INfluencia : Vous avez décidé de reconduire en 2022 votre Observatoire de l’Influence Responsable. Quel est l’objectif de cet organisme ?
Mohamed Mansouri : Nous avons adopté en 2017 des dispositions liées à la communication des influenceurs pour le compte des marques car nous voulions définir des règles de transparence et rendre explicite et accessible à tous, la manière dont doit être portée à la connaissance du public l’existence d’une collaboration commerciale. Depuis, nous avons fait beaucoup de pédagogie auprès des influenceurs pour qu’ils comprennent bien notre projet. La création de l’Observatoire de l’Influence Responsable en 2021 vise à vérifier si les règles que nous avons mises en place sont respectées dans la réalité. Nos objectifs sont d’identifier les communications commerciales déguisées, de les distinguer des contenus révélant une intention commerciale de manière transparente et de définir un plan d’action pour inciter au respect des bonnes pratiques.
IN : La publication de l’édition 2021 montre qu’il vous reste encore beaucoup de travail à faire…
M.M. : En effet. Nous avons analysé 30.318 contenus publiés par 7013 influenceurs et nous avons constaté que plus d’un quart des publications (26,6%) ne dévoilaient pas leurs intentions commerciales. Ce pourcentage est beaucoup plus élevé chez les petits influenceurs qui comptent moins de 10.000 abonnés (42%) que chez ceux qui en possèdent plus de 1 million (12%).

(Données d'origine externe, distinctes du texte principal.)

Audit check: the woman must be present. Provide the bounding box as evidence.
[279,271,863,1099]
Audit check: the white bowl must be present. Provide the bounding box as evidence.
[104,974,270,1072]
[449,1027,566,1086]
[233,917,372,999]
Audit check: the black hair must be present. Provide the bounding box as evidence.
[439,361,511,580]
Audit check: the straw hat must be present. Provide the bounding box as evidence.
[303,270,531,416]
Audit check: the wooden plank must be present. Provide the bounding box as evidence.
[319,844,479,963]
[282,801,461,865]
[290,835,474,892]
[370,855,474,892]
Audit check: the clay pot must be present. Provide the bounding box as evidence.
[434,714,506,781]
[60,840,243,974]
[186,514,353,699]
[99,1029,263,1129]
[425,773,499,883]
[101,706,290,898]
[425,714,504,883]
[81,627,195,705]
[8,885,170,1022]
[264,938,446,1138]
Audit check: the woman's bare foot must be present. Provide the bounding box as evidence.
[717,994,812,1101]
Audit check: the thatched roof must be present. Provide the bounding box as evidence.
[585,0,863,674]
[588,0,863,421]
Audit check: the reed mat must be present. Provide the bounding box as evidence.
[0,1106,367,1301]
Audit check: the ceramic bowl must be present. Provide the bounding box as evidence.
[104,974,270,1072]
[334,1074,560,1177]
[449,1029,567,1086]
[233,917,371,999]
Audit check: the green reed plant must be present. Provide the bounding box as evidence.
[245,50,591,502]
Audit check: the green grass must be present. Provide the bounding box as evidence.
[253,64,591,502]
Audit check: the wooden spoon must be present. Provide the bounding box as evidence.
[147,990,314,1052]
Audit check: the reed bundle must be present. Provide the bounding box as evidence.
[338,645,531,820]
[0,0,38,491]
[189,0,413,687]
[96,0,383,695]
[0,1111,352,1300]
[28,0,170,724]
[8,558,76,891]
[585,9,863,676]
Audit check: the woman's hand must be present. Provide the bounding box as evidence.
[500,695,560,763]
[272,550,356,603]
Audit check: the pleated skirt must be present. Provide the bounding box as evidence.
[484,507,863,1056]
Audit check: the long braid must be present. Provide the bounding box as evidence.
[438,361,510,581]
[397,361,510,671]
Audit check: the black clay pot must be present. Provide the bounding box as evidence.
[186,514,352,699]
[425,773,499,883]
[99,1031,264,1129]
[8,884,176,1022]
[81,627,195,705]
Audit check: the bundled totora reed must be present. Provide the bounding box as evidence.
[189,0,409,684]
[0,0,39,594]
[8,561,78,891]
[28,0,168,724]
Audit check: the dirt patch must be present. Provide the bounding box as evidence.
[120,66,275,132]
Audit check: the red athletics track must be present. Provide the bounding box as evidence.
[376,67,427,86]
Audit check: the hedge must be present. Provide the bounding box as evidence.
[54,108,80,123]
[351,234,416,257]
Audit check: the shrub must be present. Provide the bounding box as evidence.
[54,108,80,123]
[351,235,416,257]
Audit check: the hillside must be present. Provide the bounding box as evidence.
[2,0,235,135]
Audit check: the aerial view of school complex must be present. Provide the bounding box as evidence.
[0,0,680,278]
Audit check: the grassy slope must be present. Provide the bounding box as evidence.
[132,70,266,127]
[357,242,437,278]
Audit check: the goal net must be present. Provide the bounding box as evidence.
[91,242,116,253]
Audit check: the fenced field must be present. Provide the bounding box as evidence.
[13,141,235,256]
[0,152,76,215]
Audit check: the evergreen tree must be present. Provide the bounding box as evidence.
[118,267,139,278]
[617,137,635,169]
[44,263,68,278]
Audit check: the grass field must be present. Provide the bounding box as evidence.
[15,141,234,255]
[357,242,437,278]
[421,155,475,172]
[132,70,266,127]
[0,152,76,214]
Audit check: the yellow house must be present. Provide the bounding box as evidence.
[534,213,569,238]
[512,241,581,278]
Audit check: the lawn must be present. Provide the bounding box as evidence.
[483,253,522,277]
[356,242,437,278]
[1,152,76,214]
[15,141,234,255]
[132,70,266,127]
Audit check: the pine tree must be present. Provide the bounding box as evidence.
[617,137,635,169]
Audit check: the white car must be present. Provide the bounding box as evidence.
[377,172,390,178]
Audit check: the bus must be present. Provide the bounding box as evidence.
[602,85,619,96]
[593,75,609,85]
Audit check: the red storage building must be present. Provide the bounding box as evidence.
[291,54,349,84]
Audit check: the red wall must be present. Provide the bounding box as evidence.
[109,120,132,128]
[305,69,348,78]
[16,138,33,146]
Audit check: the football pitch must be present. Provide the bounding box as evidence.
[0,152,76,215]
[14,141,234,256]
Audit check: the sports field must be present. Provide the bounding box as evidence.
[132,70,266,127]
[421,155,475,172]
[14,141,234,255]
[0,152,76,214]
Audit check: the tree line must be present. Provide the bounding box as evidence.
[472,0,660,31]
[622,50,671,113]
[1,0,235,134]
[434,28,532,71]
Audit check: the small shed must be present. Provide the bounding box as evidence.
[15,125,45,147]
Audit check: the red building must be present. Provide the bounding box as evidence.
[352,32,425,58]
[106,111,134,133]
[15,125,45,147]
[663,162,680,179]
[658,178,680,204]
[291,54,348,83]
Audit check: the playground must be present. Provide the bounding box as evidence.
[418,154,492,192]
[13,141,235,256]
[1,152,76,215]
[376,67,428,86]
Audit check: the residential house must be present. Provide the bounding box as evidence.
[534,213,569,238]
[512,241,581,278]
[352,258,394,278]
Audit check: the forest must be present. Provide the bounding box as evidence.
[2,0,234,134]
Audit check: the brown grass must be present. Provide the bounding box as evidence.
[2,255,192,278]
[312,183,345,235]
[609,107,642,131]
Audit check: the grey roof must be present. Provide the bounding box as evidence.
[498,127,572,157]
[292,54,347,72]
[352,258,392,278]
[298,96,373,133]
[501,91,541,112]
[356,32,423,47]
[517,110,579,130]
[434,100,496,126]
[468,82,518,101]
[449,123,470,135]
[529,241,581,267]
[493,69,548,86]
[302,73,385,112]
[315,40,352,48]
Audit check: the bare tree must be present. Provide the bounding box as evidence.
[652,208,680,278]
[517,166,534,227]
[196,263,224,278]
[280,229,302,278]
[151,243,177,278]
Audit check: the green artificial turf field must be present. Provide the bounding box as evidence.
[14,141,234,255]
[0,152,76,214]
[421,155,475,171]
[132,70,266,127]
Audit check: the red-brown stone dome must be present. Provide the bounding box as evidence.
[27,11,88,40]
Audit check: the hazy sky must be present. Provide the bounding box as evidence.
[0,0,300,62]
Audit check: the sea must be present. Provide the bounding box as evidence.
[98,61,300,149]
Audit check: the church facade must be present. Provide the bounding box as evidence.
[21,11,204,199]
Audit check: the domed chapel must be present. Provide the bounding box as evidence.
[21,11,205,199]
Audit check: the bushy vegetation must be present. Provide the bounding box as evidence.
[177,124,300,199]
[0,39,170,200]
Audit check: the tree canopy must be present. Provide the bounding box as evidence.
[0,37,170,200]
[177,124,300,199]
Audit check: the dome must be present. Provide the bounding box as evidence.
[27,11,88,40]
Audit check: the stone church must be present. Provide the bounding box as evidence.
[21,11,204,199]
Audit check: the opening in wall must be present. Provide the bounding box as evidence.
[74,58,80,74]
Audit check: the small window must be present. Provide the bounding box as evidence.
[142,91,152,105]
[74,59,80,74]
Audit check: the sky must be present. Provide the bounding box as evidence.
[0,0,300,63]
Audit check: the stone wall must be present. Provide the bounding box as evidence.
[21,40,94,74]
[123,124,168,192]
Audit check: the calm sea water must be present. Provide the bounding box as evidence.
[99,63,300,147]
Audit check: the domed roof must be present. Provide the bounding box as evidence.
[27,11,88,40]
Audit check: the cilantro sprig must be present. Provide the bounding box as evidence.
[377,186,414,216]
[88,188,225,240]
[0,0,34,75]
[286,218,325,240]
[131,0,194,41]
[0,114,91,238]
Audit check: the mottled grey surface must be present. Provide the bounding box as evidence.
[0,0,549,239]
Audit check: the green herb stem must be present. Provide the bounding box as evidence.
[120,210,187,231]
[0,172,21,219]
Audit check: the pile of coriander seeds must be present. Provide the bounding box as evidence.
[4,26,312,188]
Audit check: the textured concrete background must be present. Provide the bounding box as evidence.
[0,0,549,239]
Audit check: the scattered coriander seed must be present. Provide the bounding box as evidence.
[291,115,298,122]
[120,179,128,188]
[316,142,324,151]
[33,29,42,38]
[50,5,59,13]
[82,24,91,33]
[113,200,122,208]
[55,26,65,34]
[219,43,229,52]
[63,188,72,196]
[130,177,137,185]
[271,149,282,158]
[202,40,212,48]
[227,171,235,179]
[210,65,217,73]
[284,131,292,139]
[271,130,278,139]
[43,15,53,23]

IN : Comment analysez-vous ces chiffres plutôt inquiétants ?
M.M. : Beaucoup d’influenceurs, principalement ceux avec de faibles audiences, ne connaissent pas les règles qu’ils sont supposés respecter. C’est pour cette raison que nous avons lancé le Certificat de l’Influence Responsable avec Media Institute. Cette initiative a trois objectifs. Elle permet aux influenceurs de maîtriser le cadre légal et déontologique, elle les aide à protéger leurs audiences et elle les différencie auprès des marques.
IN : Comment obtient-on ce certificat et combien d’influenceurs l’on déjà décroché ?
M.M. : Les candidats doivent se connecter à notre plateforme d’e-learning et suivre une formation d’environ deux heures qui comprend notamment des slides, des vidéos et des motion designs. A l’issue de cette préparation, un questionnaire qui comprend une vingtaine de questions leur est proposé et les personnes qui cumulent au moins 75% de bonnes réponses décrochent le certificat. Depuis son lancement mi-septembre, une vingtaine d’influenceurs ont obtenu ce diplôme et le taux de réussite à l’examen atteint 70%.
IN : Moins d’une trentaine de candidats dans un pays qui compte 150.000 influenceurs répertoriés par les marques, c’est peu, très peu…
M.M. : Un des freins soulevés par les influenceurs sont les frais d’inscription de ce certificat qui atteignent 49 euros. Certaines agences commencent toutefois à prendre en charge cette dépense car elles souhaitent rassembler un pool d’influenceurs qui ne représentent aucun risque pour les marques. Les entreprises sont demandeuses. Le Club Med impose, depuis le mois de décembre, à tous les influenceurs avec lesquels il travaille d’avoir notre certificat. D’autres grands groupes devraient bientôt suivre cet exemple notamment dans le secteur des cosmétiques. L’idée est de tordre le cou à aux idées préconçues concernant le marketing d’influence. Les influenceurs ne sont pas tous d’anciennes vedettes de la téléréalité qui vendent de mauvais produits à partir de leur résidence à Dubaï. Les marques sont à la recherche d’influenceurs mais elles ont beaucoup de mal à les cibler. Pour trouver les bons, il est nécessaire de les contacter en direct mais il est aussi possible de passer par leurs agents. Notre véritable challenge est d’embarquer les influenceurs dans notre projet. Nous espérons que si nous parvenons à convaincre 3 ou 4 grands noms, d’autres devraient suivre.
IN : Vous allez publier dans quelques mois la seconde édition de votre Observatoire. Pensez-vous que les résultats de cette enquête seront très différents de la précédente ?
M.M. : Cette année, l’analyse, qui touchera toujours environ 30.000 contenus, sera étendue aux stories Instagram ainsi que, manuellement, à Twitch et Snapchat. Les premiers indices que nous commençons à remarquer au fil de notre enquête est que notre message qui préconise davantage de transparence commence à être un peu entendu. On perçoit certaines améliorations. Les prochaines semaines montreront si cette tendance se confirme ou non.